Il Regolamento CPR (Common Provision Regulation) è andato all’esame degli eurodeputati per contrastare la possibilità di congelare i soldi non spesi in funzione degli obiettivi economici nazionali. In sostanza, decarbonizzazione, innovazione, digitalizzazione, sostegno alle PMI. Questi traguardi che fanno parte della politica di coesione per le Regioni meno sviluppate sono il vero banco di prova dei governi. Si è corso il rischio di stilare classifiche e dividere gli Stati in buoni e cattivi. Indubbiamente i 460 voti a favore del Regolamento avranno il loro peso politico quando il Regolamento andrà all’esame del nuovo Parlamento dopo le elezioni di maggio. La delegazione italiana democratica ha fatto il proprio lavoro condensando il risultato in una maggiore flessibilità. Soprattutto per la possibilità di scorporare dal calcolo deficit-PIL il contributo nazionale per casi motivati.
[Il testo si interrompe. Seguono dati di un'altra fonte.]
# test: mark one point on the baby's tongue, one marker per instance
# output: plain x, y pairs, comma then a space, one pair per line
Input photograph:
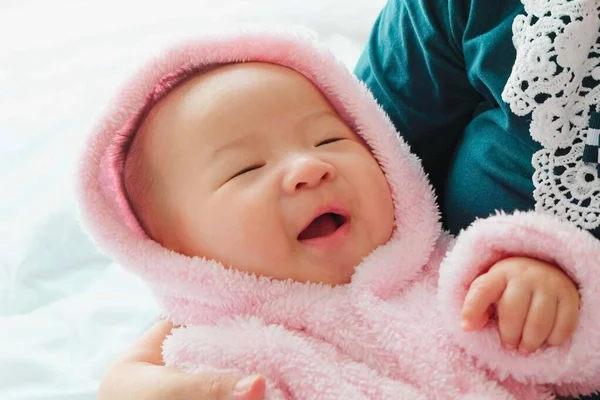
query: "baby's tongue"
323, 225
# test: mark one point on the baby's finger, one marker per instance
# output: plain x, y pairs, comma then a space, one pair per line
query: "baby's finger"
566, 320
483, 292
539, 322
512, 312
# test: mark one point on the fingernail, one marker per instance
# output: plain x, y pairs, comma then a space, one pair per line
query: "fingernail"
465, 325
509, 346
243, 386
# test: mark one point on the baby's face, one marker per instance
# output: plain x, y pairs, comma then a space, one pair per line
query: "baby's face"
259, 172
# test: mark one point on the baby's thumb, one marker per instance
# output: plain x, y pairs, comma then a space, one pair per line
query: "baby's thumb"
225, 387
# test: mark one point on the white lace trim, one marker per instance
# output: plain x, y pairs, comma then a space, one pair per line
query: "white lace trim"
556, 80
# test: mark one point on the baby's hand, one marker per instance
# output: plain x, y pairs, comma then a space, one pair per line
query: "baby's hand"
536, 303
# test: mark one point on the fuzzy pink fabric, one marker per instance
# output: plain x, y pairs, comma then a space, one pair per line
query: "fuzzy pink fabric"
393, 332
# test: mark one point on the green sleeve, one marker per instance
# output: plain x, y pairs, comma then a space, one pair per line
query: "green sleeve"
414, 65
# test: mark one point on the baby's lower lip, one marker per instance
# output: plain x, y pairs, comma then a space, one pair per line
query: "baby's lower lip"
333, 240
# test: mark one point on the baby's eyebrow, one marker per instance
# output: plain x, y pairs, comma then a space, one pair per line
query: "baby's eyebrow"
315, 116
240, 141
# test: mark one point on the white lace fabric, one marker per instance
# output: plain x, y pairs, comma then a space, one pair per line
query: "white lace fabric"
556, 81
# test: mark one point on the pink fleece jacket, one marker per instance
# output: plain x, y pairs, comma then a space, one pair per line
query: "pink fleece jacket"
394, 331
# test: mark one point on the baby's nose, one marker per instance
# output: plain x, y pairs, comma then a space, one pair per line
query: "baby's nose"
307, 172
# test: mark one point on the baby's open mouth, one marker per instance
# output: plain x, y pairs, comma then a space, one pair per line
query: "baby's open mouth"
324, 225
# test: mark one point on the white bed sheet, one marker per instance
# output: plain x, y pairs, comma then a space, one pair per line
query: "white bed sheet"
65, 310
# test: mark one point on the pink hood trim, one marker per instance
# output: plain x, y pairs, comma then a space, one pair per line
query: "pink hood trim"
196, 290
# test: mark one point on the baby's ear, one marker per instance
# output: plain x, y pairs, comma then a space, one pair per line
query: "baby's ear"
391, 268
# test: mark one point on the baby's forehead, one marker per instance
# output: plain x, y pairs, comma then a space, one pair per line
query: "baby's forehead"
222, 97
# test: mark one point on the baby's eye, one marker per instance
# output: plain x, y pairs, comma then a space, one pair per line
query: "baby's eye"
245, 170
328, 141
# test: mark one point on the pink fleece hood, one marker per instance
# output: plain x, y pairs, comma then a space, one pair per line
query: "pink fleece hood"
195, 289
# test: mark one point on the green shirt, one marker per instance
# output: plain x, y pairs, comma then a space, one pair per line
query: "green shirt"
438, 68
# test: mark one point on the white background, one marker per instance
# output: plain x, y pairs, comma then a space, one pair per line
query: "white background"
65, 310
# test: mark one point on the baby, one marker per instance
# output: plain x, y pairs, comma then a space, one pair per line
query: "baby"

Le nuove regole riguardano un terzo del bilancio europeo 2021-2027. Bruxelles continuerà a cofinanziare i progetti nazionali con tassi fino all’85%, ma la sfida è sulla competitività che dall’anno prossimo i singoli Stati dovranno accettare. E qui ritorna centrale l’uso dei fondi per energia, qualità ambientale, lotta ai cambiamenti climatici, sostenibilità, mobilità intelligente. L’antieuropesimo è stato, in qualche modo, bloccato su punti qualificanti. Ha prevalso una visione più utilitaristica per i singoli Paesi.
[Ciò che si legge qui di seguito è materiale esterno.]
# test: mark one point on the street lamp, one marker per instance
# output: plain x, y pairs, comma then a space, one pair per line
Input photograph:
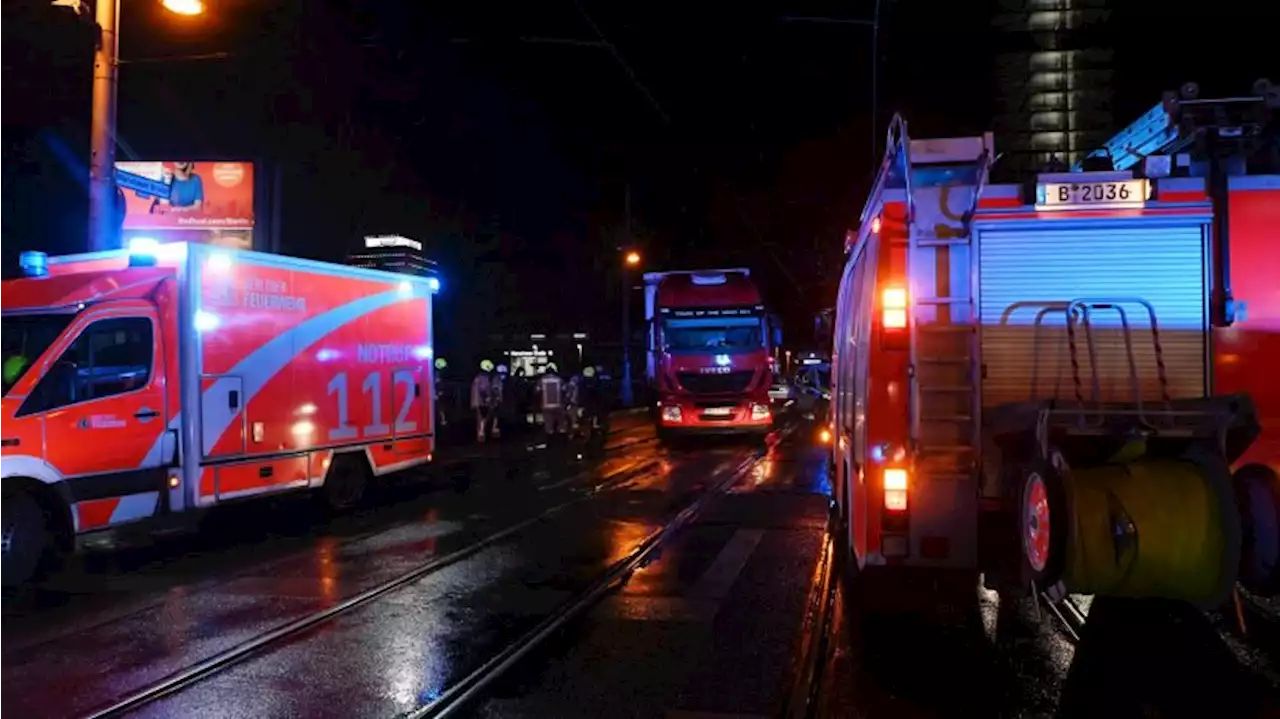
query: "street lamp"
101, 160
630, 260
184, 7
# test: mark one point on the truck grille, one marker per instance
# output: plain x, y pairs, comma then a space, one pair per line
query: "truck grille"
711, 384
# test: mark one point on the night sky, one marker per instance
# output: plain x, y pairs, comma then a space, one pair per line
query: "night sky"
507, 136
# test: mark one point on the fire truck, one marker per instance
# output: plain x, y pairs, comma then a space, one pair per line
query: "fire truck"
158, 381
709, 352
1061, 387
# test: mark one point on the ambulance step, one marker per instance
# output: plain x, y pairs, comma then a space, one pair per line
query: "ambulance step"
946, 449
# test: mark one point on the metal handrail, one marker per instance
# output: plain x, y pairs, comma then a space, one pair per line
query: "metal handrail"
896, 137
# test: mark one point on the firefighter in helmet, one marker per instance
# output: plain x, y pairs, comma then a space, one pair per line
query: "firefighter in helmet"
485, 399
551, 395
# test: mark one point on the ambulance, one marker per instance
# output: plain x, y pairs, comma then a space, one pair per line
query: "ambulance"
156, 381
1061, 387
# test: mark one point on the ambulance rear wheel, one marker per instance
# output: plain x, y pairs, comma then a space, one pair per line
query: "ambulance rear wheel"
23, 539
346, 484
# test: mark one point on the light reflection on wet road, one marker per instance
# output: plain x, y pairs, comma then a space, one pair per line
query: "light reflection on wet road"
709, 627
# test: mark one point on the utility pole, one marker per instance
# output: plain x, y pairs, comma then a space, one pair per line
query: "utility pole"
101, 160
627, 398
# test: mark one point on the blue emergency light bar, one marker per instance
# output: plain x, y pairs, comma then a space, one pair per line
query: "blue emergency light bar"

Non c’è dubbio che l’Italia sinora ha accumulato ritardi nella spesa dei fondi. Molte Regioni hanno dovuto rinegoziare i periodi di spesa e, guarda caso, proprio in ambiente, energia, clima. L’opportunità di non rifare gli stessi errori è a portata di mano. Il Parlamento europeo ha comunque stabilito che 1,6 miliardi devono essere accantonati a titolo di finanziamento supplementare per le Regioni ultraperiferiche. Accanto, anche i progetti interregionali con una disponibilità di risorse FESR di 11,3 miliardi.
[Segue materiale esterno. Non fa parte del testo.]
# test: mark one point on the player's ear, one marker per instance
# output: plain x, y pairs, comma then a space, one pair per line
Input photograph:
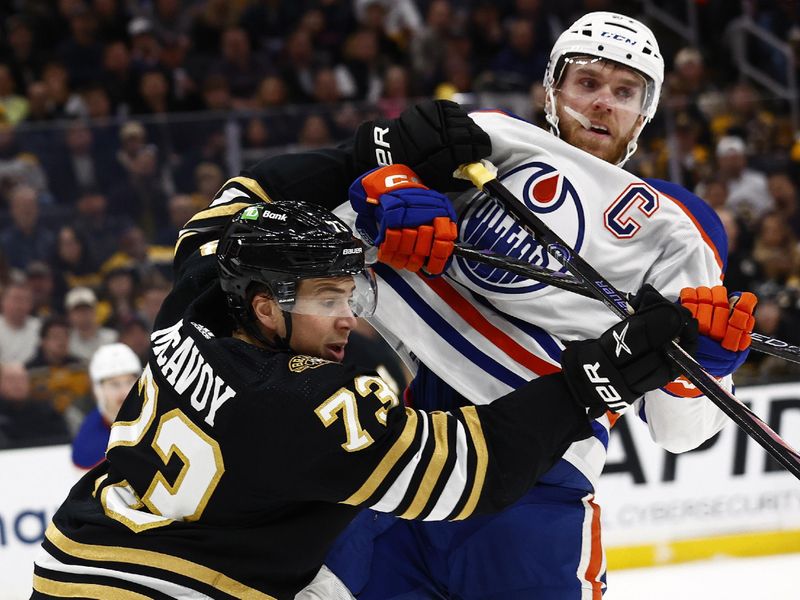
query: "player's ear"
267, 313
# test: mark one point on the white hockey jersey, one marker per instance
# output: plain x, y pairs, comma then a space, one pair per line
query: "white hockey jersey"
484, 331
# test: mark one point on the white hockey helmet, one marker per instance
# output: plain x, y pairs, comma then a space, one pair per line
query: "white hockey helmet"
112, 360
614, 37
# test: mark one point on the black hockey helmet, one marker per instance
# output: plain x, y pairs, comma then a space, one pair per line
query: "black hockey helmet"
277, 244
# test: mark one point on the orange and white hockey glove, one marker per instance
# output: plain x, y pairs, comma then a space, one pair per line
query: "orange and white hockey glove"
725, 324
412, 225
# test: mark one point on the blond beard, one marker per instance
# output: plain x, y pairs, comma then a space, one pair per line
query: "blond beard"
570, 131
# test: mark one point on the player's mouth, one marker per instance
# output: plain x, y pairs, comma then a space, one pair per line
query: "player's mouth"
335, 352
599, 129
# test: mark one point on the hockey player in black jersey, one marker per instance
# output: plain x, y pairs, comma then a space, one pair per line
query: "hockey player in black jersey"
246, 446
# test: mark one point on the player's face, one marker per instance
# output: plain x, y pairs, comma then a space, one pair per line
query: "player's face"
114, 390
313, 332
599, 105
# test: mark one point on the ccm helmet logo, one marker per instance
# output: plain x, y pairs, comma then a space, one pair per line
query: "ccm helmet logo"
618, 38
276, 216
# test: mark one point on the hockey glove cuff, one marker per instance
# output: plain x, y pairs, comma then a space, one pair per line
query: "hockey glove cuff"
725, 324
434, 138
412, 225
609, 373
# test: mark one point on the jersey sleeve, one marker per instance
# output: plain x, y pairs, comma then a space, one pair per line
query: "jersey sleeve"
679, 417
321, 177
357, 445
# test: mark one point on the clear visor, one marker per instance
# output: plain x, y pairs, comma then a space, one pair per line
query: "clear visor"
584, 82
341, 296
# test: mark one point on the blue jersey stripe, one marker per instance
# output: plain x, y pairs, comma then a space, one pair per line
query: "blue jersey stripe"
705, 215
542, 338
445, 330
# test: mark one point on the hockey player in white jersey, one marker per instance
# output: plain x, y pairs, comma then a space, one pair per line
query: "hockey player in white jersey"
478, 332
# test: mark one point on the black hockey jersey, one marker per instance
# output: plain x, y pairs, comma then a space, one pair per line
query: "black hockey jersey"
231, 469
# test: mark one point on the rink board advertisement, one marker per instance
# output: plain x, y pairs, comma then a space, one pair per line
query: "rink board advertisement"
652, 501
728, 489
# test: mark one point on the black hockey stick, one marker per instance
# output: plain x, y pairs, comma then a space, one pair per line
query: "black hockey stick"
760, 343
601, 289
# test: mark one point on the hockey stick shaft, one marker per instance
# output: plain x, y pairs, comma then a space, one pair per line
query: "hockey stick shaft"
760, 343
601, 289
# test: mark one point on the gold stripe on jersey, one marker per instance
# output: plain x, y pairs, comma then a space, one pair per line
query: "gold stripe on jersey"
434, 470
63, 589
155, 560
184, 234
473, 423
388, 461
251, 184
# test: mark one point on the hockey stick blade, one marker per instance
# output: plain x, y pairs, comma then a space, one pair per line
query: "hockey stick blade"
484, 179
760, 343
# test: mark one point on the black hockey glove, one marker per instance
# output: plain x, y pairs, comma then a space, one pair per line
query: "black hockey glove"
434, 138
629, 359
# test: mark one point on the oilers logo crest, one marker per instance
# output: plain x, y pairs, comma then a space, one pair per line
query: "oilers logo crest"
486, 225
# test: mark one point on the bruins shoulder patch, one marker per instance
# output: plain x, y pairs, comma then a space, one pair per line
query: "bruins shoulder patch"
298, 364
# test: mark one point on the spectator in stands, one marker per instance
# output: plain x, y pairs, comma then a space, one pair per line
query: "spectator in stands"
154, 97
748, 194
13, 104
429, 47
39, 106
141, 193
297, 64
24, 240
42, 283
145, 51
66, 104
397, 19
98, 228
113, 370
150, 301
519, 63
208, 178
116, 76
19, 330
25, 422
80, 165
73, 263
742, 273
86, 335
239, 65
119, 297
360, 74
136, 335
57, 377
181, 208
210, 22
784, 191
776, 250
17, 164
21, 52
151, 263
53, 349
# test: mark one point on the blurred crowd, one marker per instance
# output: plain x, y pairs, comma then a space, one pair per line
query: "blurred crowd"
120, 118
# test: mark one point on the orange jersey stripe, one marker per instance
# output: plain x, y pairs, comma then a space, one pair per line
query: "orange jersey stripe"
703, 234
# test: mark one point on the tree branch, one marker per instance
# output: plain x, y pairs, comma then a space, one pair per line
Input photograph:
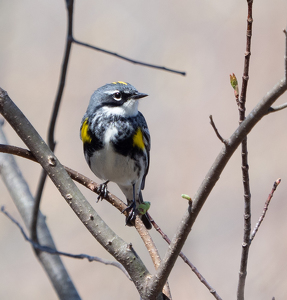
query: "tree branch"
244, 156
51, 130
55, 252
216, 130
119, 249
276, 108
209, 182
276, 183
23, 200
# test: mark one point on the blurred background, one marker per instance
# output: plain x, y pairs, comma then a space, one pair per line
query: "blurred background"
206, 39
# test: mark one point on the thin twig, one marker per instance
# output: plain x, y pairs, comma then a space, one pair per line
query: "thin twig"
186, 260
55, 252
216, 131
116, 202
285, 56
153, 252
276, 108
128, 59
112, 199
51, 130
245, 167
276, 183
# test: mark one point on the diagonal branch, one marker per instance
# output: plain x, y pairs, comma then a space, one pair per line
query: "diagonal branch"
51, 130
244, 157
276, 108
276, 183
53, 251
118, 248
209, 182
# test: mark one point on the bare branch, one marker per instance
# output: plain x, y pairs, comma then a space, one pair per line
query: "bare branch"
55, 252
120, 250
23, 200
51, 130
209, 182
216, 131
187, 261
276, 108
128, 59
244, 156
276, 183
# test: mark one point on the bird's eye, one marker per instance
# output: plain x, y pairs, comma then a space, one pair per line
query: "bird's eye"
117, 96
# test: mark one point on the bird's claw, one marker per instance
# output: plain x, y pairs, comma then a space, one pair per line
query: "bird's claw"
132, 213
102, 190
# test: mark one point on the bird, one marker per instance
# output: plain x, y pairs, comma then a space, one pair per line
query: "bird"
116, 143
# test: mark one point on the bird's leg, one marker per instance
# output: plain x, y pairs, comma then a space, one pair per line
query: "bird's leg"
103, 190
131, 208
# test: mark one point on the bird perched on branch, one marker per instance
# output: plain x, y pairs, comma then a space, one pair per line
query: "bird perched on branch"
116, 144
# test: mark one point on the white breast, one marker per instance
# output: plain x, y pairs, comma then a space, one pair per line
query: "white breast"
109, 165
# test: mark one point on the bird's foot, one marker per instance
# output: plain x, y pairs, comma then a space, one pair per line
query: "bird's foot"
103, 190
132, 213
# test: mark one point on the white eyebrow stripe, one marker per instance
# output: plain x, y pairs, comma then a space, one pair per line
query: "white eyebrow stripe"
111, 92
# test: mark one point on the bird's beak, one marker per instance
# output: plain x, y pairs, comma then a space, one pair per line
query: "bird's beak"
139, 96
Effetti in Italia? Prima di tutto snellire le procedure e stimolare le Regioni firmando anche accordi di partenariato. Le imprese del resto non aspettano altro con progetti e piani di investimenti di medio periodo, purché non siano ostacolati. È condivisibile, allora, il giudizio finale di Constanze Krehl parlamentare del gruppo socialisti e democratici (S&D), che ha insistito sulle condizionalità macroeconomiche, che avrebbero tartassato le Regioni europee meno sviluppate. Italia prima fra tutti.